Carlson also highlighted a warning former President Donald Trump delivered to German diplomats about their energy future at the United Nations four years ago. After Trump predicted that Germany would be “totally dependent” on Russian energy imports “if it does not immediately change course,” the German officials snickered.

“They’re not laughing anymore,” Carlson observed. “The Europeans have discovered that the real threat to human civilization is not global warming — it never was global warming. The real threat to people is global cooling — otherwise known as winter.”
 

SamSpade

Well-Known Member
I've read many articles recently in lieu of the gas shortages around the world and felt especially in Europe - replacement of fossil fuels by green energy is many years off, and willing it to be so is a straight line to chaos. And this even mentioned by strong proponents of green energy.

It's just not here yet, and until we have a cleaner means of MAKING electricity, especially on the order of a world running on EVs - AND a completely different battery technology that doesn't depend on elements and ores hard to find on Earth - it's not going to happen.

Seems to me the best way to transition to green energy is not to rip off the band-aid, but to find ways to clean the dirty energy we're using.
 

GURPS

INGSOC
PREMO Member
Seems to me the best way to transition to green energy is not to rip off the band-aid, but to find ways to clean the dirty energy we're using.


AFAIK they have been cleaning up Coal Plants with filters / scrubbers ..


The heating issue is going to be such a problem this winter with the Russian Gas Cut off ... Germany is looking to restart some coal plants
 

SamSpade

Well-Known Member
AFAIK they have been cleaning up Coal Plants with filters / scrubbers ..


The heating issue is going to be such a problem this winter with the Russian Gas Cut off ... Germany is looking to restart some coal plants
I haven't seen enough - support - in the press for coal plant scrubbers. I do think they are easily the best short term solution.

Germany is the country that will most suffer from this - I've already seen that Berlin is mostly dark at night, conserving energy - and it's still August (barely). They bragged so much about transitions to green energy, but still getting gas from Russia - and in the midst of getting a SECOND pipeline completed just prior to the war.
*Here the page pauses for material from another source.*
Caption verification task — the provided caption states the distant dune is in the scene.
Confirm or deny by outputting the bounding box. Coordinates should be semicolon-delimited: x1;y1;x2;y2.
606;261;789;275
Speaking of which - I have to stop reading Russian forums. They're driving me crazy. I expected to hear how corrupt Ukraine is, and how everything the Western press says is all lies. I think just a while back though was the admonition that NATO has become a source of war and warmongering and how they provoked all of this. Really? 6-7 MONTHS of obliterating Ukraine, in a fashion reminiscent of the remark in Vietnam about how they had to destroy a whole village to save it. Another was how they might have prevented the conflict had they not kept opening membership to nations closer and closer to Russia. HELLO? NATO was *formed* to prevent what's happening in Ukraine. And they PROVE NATO's case when they do it.